Roy was right, GTR PSU’s are terrible.

My GTR Power Com PS530 Plus ‘Chinesium‘ PSU blew up.

Roy called it!

Well, Roy called it. It’s a shame I don’t have footage as I didn’t really expect anything to happen, but I let the system run for a few days nothing much to report, I had mostly left it to idle, until the kids came in, and it became a YouTube, music machine. Again nothing much to report, I loaded some program to report CPU temperatures, and it was hovering under 30c. Not to bad.

With the kids gone, I thought I’d run FurMark to see how the GPU cooler is scaling as I suspect I should disassemble the video card, clean it up some, add new paste at least. So basically at 600×400 it was scaling about 1c ever second, just going vertical until it was in the 80c range. I’m not sure of the exact temp, but it was at least 80c and then the PSU shorted, shot electricity out the back, and let out some magical blue smoke. I yanked the power cable, and pulled the PSU, which was still hot to the touch.

Yikes!

Now granted the TDP of the E5-2620 v2 is 80 watts, and what I suspect is the killer, the graphics card, an ASUS Radeon R9 290x can consume up to 300 watts. I don’t know how much 4 sticks of RAM, and a M.2 drive will hit, but considering the PSU says 550 on the box, 530 on the sticker, I suspect going anywhere near 450 is really pushing it to the limits.

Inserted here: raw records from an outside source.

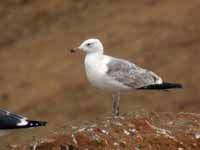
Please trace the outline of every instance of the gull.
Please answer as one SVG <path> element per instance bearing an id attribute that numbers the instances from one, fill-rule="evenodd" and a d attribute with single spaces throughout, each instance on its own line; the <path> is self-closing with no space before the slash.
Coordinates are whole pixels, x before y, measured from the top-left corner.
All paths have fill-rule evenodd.
<path id="1" fill-rule="evenodd" d="M 23 116 L 0 109 L 0 131 L 45 126 L 45 121 L 28 120 Z"/>
<path id="2" fill-rule="evenodd" d="M 85 52 L 85 70 L 89 82 L 97 88 L 112 92 L 113 116 L 119 116 L 121 92 L 182 88 L 181 84 L 163 82 L 154 72 L 130 61 L 104 55 L 103 44 L 96 38 L 88 39 L 70 51 Z"/>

I pulled the card, and cleaned it up, and put in an ANTEC 650 PSU, and was amazed that the system powered up just fine. I even reran FurMark until it hit 75c, and killed it, and let it drop back to it’s idle temperature of 35c.

So yeah, the GRT PSU killed itself under load. I though that disclaimer in FurMark was a bit crazy, but no really it really can kill hardware! And I got lucky the only thing that died was the PSU, the machine is still happily running.

5 thoughts on “Roy was right, GTR PSU’s are terrible.

    • Yeah no kidding.

      It’s amazing the weight difference between the Antec & the GTR. I was trying to keep costs down, since I’ve been trying to get more uh ‘college’ aged kids internships and whatnot. although that’s not going as well as I had hoped. and kids these days, can’t even imagine something like C, let alone assembly….

      • but don’t rely on weight to determine if PSU is good/high quality or not. There are low-tier PSUs use fake transformer filled with concrete/iron to increase weight.

        • I’m always amazed at the lengths some go through to scam people, when it would be easier to just build a better product.

          It’s sad when motherboards are higher quality than a psu.

  1. and for me, I’d trust a PSU at 1HKD per watt. If it is < 0.7HKD per watt you should really think if it is really capable to provide power as its label says.